The Institute Address is the keynote event for the Institute
Symposium. In his March 9 address, Dr. Sacks will consider
the elusive act of creativity and the ways it can be nurtured.
Creativity involves the power to originate, to break away
from the existing ways of looking at things, to move freely
in the realm of the imagination, to create and recreate
worlds fully in one's mind -- with a critical inner
eye. Creativity has to do with the inner life -- with
the flow of new ideas and strong feelings.
What will happen at the Institute Symposium?
The Institute Symposium on March 10, 2006, is free and
open to the public. It will further explore the theme of
creativity and the brain in three separate, complementary
tracks of inquiry: liberal arts, performing arts, and the
medical perspective. Regional scholars and community representatives
will make presentations on topics such as gender and the
brain, the creative impulse, and the meaning of consciousness.
Community organizations will also offer informational tables
and sessions throughout the day. The symposium will begin
with an opening continental breakfast, proceed to concurrent
sessions, followed by lunch for all participants, and another
session of concurrent workshops.

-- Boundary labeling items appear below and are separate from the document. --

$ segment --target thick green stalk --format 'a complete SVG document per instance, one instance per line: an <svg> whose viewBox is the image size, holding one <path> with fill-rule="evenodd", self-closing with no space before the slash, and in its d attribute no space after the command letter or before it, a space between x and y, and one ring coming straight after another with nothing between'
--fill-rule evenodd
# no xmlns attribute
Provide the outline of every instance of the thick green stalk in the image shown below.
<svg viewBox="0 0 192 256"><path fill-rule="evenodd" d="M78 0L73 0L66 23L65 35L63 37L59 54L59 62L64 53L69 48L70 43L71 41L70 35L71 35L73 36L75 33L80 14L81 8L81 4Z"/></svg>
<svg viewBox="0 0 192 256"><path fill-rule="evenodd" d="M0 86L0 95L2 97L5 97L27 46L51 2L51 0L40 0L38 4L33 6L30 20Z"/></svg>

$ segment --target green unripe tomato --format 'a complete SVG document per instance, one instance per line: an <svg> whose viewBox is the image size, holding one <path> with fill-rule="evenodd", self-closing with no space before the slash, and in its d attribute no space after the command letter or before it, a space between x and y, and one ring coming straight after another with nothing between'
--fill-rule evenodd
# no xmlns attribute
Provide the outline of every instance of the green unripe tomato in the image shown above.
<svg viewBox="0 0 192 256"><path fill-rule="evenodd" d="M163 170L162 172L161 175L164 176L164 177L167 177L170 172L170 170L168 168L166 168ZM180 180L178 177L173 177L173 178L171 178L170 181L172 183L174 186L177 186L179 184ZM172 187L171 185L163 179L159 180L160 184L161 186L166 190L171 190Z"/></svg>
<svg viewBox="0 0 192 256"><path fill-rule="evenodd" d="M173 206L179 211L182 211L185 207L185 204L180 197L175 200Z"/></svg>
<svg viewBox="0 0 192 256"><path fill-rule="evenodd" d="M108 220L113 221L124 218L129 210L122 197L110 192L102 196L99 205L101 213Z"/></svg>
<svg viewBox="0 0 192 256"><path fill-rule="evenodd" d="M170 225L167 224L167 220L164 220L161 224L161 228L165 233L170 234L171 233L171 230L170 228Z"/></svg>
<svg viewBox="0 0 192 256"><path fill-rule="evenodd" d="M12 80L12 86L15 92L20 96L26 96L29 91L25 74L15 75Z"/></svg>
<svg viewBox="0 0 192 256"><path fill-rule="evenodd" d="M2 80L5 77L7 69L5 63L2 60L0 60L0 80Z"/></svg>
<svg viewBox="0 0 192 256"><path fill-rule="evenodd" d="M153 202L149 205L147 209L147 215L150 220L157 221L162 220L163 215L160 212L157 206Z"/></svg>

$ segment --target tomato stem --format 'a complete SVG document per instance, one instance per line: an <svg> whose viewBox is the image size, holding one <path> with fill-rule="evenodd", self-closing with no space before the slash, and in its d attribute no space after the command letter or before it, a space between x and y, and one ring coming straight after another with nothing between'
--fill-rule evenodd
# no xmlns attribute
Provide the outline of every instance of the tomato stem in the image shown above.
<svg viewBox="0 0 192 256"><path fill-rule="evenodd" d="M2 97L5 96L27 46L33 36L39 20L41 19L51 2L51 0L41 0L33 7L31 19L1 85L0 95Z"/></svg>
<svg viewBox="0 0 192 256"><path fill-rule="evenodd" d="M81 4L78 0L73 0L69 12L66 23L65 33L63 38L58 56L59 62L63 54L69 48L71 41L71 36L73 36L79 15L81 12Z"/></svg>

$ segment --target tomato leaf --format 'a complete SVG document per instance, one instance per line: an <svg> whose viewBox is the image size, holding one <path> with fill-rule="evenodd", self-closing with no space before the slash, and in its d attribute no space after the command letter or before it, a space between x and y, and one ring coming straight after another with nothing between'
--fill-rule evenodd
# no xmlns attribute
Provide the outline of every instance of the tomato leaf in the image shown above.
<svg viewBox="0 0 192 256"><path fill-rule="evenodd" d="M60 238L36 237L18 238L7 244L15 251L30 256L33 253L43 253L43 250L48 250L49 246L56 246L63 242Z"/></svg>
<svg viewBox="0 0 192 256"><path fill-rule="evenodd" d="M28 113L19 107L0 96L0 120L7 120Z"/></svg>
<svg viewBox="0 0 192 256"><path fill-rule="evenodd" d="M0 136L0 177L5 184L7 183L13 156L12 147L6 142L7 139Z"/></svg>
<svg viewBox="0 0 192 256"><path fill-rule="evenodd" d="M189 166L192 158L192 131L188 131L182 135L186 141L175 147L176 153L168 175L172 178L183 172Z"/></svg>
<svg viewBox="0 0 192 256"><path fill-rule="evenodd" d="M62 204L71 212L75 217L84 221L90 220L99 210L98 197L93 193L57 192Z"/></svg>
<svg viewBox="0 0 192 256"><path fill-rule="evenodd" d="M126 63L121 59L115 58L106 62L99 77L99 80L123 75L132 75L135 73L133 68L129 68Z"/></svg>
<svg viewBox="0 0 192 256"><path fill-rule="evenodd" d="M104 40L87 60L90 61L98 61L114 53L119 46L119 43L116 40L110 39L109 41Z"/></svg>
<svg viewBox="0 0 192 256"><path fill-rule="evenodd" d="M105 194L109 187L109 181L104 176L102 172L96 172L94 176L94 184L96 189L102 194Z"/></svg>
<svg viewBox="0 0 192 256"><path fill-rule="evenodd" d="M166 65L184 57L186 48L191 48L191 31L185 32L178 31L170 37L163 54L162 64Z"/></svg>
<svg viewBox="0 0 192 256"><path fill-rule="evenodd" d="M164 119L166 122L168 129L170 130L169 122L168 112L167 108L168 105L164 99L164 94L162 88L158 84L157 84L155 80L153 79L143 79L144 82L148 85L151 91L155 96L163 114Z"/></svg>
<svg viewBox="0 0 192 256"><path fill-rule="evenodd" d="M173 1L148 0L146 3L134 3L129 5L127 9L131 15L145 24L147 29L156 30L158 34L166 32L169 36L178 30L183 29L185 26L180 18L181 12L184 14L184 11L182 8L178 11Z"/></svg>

Online registration for
the symposium will be available starting in early January 2006.
How does the Honors Institute affect the Miami Valley?
The Wright State University Honors Institute was created
to respond to a number of needs, the most salient being
the importance of producing graduates who are creatively
and civically engaged in their community -- who exercise
what philosopher Martha Nussbaum calls a "civic imagination." The
population of Dayton has declined steadily in recent years,
most notably since 2000. Ohio overall has had difficulty
retaining college-educated citizens and is lagging behind
the nation in what is now referred to as a "knowledge
economy." Unlike Ohio's former manufacturing
economy, the "knowledge economy" requires a
highly educated, well-rounded, and community-focused citizenry.
According to Richard Florida, whose book The Rise
of the Creative Class has influenced urban planning
all over the nation (most locally in Dayton's Tech
Town run by Citywide Development Corporation), "the
key to regional growth lies not in reducing the costs of
doing business but in endowments of highly educated and
productive people." It is in this context that the
WSU Honors Program has decided to inaugurate the Honors
Institute.
What is the location and date of Dr. Sacks's
keynote address?
Dr. Sacks's keynote address will be held on Thursday,
March, 9, 2006, at 7:00 p.m. in the Apollo Room of the
Student Union on the Wright State University Main campus
in Dayton, Ohio. No ticket is required for Dr. Sacks's
address.
What is the location and date of the Honors Institute
Symposium?
The Honors Institute Symposium will be held on Friday,
March, 10, 2006, from 10:00 a.m. to 4:00 p.m. in the WSU
Student Union. Lunch will be provided.